Allerdings ist Baru von Anfang an eine Figur, die aber so gut wie immer Distanz zu anderen Menschen und ihren eigenen Gefühlen wahrt. Nur gelegentlich blitzen ihre Emotionen und ihre starke ursprüngliche Motivation wieder auf und in diesen Momenten ist sie zutiefst sympathisch, doch die meiste Zeit über ist man eher von ihrem Intellekt fasziniert als von ihrer Persönlichkeit eingenommen.
Um Baru herum gruppiert sind zahlreiche wichtige politische Spieler, die alle ihre eigene markante Persönlichkeit und ihre ganz eigene Agenda haben und teilweise durch ihre Vorgeschichten miteinander verbunden sind.
Stil
Das Buch ist in der dritten Person aus der Sicht Barus geschrieben und ihre Perspektive und analytische Denkweise prägen die Erzählung: Man betrachtet das Geschehen häufig wie aus der Vogelperspektive und sieht durch Barus Augen die zugrundeliegenden Strukturen aufgedeckt. Militärische, politische und ökonomische Strategien werden ausführlich erklärt. Vielleicht ist dieser über weite Strecken sehr kühle Ton der Grund, wieso insbesondere später im Buch die (seltenen) Szenen, in denen Baru sich zu einigen ihrer Gefühle bekennt, eine besondere Wucht haben. Sonst muss man sie eher zwischen den Zeilen lesen.
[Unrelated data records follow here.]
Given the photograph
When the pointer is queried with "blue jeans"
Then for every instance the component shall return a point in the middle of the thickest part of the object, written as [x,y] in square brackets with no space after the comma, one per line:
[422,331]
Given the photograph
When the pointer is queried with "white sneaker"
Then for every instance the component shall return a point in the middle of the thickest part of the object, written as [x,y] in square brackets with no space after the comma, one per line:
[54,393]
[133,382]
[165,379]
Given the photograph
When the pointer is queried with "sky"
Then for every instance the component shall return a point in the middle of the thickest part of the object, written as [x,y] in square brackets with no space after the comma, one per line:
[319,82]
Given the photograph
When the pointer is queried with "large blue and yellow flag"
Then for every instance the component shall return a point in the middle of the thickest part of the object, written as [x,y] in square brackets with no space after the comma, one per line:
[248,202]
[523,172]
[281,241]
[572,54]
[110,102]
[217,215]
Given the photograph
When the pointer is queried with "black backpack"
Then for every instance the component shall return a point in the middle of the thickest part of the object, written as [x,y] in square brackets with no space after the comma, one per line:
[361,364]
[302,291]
Man sieht aber nicht nur die Menschen am Kartentisch, die die Entscheidungen treffen, sondern bekommt auch mit, welche Konsequenzen sie für die Betroffenen haben. Baru sieht keineswegs weg und fühlt sich für das Schicksal derjenigen, die ihr vertrauen, verantwortlich – was sie jedoch nicht davon abhält, die eine oder andere zutiefst fragwürdige Entscheidung zu treffen.
Der Stil passt gut zur Geschichte und die Hintergründe strategischer Entscheidungen werden einem auf ebenso unterhaltsame Weise nahegebracht wie die spannungsreiche Interaktion zwischen Figuren. Informationen über die Welt sind elegant eingeflochten.
Fazit
„The Traitor Baru Cormorant“ ist ein Buch um eine hochbegabte Heldin, die ihr Ziel, ein Imperium von innen heraus zu Fall zu bringen, mit Rücksichtslosigkeit und ungewöhnlichen Mitteln verfolgt, doch dabei immer Gefahr läuft, sich dabei hinter ihrer Maske selbst zu verlieren. Es ist auch ein ungewöhnliches Portrait einer Revolution, da Baru sie vor allem als eine Frage von Finanzen und Logistik begreift. Die Welt mit ihren Kulturen, ihrer Politik und Wirtschaft ist originell, komplex und realistisch und das Imperium teilweise ziemlich beklemmend dargestellt.
Die deutsche Übersetzung von Jakob Schmidt erschien unter dem Titel „Die Verräterin“ voraussichtlich im Juni 2017 bei Fischer Tor.